What is congenital brain and spinal malformation?

Congenital brain and spinal malformations are congenital disabilities that affect the brain, spine, and spinal cord’s structure and function. They can range from mild conditions to severe disabilities requiring medical intervention, typically present at birth.

• Spina bifida is a congenital spinal malformation caused by incomplete vertebrae enclosing the spinal cord, resulting in a gap or opening in the spine. The severity varies, with the most severe form being myelomeningocele, which can cause paralysis, bladder and bowel control issues, and hydrocephalus, a fluid buildup in the brain. Symptoms include paralysis, leg weakness, and brain issues.
• Anencephaly is a severe neural tube defect causing significant neurological impairment, often leading to stillbirth or death in babies. This condition results in the loss of cognitive and motor functions in the remaining brain tissue. It is incompatible with life beyond a few hours or days, making it a critical issue for those affected.
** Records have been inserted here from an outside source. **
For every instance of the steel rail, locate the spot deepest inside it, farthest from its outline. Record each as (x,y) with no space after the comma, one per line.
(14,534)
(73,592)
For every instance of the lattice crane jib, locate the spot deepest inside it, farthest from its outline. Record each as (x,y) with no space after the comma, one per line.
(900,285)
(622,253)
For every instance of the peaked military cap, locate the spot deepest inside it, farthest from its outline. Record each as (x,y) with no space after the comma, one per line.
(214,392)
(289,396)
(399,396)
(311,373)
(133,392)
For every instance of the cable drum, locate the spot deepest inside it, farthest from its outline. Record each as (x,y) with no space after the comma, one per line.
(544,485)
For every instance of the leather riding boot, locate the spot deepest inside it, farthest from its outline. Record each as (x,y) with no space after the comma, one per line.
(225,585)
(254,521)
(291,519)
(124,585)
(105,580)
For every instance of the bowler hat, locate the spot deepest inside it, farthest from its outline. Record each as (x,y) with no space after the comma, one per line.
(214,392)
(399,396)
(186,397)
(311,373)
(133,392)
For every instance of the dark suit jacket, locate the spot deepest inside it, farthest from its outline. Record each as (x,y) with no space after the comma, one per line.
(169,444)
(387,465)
• Hydrocephalus is a brain condition caused by an abnormal accumulation of cerebrospinal fluid, leading to increased pressure on the brain and potential brain damage. Symptoms include an enlarged head, vomiting, developmental delays, and seizures. Treatment usually involves surgically placing a shunt to drain excess fluid from the brain. The condition can be present at birth or develop later in childhood.
• Craniosynostosis is a condition where skull sutures fuse prematurely, causing abnormal head shapes and potentially restricting brain growth. Treatment often involves surgery to correct the skull shape and allow for proper brain development. The condition can result in developmental delays, intellectual disabilities, and potential brain development issues, depending on the type of suture closure.
• An encephalocele is a rare congenital disability where a portion of the brain protrudes through a skull opening, often at the back of the head. This sac-like structure, containing brain tissue and membranes, can cause developmental delays, neurological issues, and seizures in some cases. Children born with encephaloceles may require surgery to close the defect.
• Chiari malformation is a condition where brain tissue extends into the spinal canal, often due to an abnormally small or misshapen skull. Symptoms include headaches, neck pain, balance issues, difficulty swallowing, and paralysis. In some cases, surgery may be necessary to alleviate pressure on the brain and spinal cord, often linked to spina bifida.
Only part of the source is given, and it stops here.